For two hours, participants reach inside and try to give expression not only to their heads but to their hearts and bodies, too.

"When people involve the whole body, they access information they cannot access through their own thinking," said Ginny Going, an Episcopal deacon and a certified InterPlay leader.

For too long, Going said, people have compartmentalized different aspects of their beings. InterPlay allows participants to merge them even if it looks silly or awkward. In InterPlay, there are no mistakes, just variations.

Clergy members say the experience has taught them how to feel more at ease in performing rituals such as communion or baptism. It has also given them a greater awareness of what congregational members may be saying to them through body language.

"I'm so dependent on words for so much of my life, it's a huge gift to connect with other people and get out what's in me in ways other than words," said the Rev. Brian Ammons, co-pastor of a new Raleigh church called Trinity's Place.

But InterPlay isn't just for clergy. Going and her husband, Tom Henderson, offer monthly InterPlay workshops in Raleigh and Carrboro. There's even an InterPlay ensemble called "Off the Deep End."

At a time when so many people live behind computer screens, avoid eye contact with co-workers and then retreat to their scattered suburban homes, InterPlay offers a way to reconnect physically with others.

Among InterPlay core practices are those designed to release pent-up energy. The clergy class, for example, began with participants standing in a circle, taking a deep breath and exhaling what leaders call a "noisy sigh."

Another practice calls for participants to lie on the floor and to let their arms do a one-hand dance in the air.

For many people, inhibition is one of the biggest hang-ups; InterPlay gives them permission to let loose.

"We deal with so many serious things as pastors," said the Rev. LuAnn Charlton, associate pastor at Hayes Barton United Methodist Church in Raleigh. "This allows us to play. It's a real gift."

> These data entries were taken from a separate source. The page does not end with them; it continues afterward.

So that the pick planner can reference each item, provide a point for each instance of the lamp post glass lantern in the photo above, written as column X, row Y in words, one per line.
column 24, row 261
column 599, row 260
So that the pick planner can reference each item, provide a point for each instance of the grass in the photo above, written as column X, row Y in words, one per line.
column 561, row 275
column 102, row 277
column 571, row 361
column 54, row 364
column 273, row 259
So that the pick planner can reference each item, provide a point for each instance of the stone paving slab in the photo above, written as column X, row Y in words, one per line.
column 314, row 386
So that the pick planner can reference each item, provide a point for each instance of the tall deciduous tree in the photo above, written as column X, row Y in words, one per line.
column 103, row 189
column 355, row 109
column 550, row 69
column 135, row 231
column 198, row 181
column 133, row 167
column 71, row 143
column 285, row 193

Charlton used the last session to give expression to some of the emotions she felt after returning from a mission trip to Haiti the day the earthquake struck. The Rev. Stacy Grove, an ordained interfaith minister and spiritual director, said InterPlay gave her a similar type of release after a trip to Rwanda.

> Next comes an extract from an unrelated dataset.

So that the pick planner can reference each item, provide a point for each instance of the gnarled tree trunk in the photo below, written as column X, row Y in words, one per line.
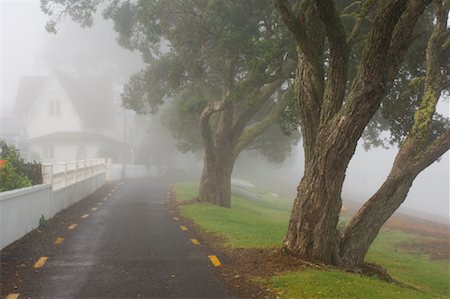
column 332, row 126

"It touches a part of me that might otherwise stay locked up," Grove said.

At a session this month, for example, participants expressed a kind of a cappella lament for all the people in Haiti who lost their lives in the earthquake. Going began by intoning a flat "Aaah," then everyone else joined in with their own "Aaahs," creating a mournful yet wordless chant.

Part of the experience of InterPlay is being open to the moment rather than trying to control the outcome.

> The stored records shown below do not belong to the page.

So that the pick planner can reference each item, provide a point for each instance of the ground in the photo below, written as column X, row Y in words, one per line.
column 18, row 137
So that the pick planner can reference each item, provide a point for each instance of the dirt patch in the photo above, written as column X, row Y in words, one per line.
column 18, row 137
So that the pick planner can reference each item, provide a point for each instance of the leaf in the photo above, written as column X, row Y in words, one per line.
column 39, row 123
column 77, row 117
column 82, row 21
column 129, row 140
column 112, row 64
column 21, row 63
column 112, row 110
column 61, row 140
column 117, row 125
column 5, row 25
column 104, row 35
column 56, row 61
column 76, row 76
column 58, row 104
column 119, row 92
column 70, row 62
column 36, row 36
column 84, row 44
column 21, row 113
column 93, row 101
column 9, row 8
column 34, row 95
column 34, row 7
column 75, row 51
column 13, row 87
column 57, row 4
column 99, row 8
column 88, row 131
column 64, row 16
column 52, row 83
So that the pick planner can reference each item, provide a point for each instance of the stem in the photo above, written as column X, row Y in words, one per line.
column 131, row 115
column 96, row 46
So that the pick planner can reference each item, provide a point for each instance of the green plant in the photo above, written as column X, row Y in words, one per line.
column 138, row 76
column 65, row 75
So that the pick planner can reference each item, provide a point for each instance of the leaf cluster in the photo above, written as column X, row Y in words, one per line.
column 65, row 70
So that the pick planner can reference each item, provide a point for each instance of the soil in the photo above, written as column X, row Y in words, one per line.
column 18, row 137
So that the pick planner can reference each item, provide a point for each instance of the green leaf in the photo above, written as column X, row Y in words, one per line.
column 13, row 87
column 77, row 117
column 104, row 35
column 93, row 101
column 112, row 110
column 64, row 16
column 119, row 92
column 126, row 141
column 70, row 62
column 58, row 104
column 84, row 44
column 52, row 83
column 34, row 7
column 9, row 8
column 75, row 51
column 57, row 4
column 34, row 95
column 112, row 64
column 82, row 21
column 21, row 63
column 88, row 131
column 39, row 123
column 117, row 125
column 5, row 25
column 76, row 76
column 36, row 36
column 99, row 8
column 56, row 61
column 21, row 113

To some, such as the Rev. Brent Bissette, that kind of openness to physical expression is a kind of spirituality he calls "embodied."

"For me, at the core of Christianity is the claim that God is alive in the flesh," said Bissette, pastor of the Congregational Church in Pinehurst. "Practicing embodied spirituality is a way we're most aware of God's presence in us and in our community."

All religions at their best, Bissette said, can guide people beyond words to a deeper place, combining words and movement.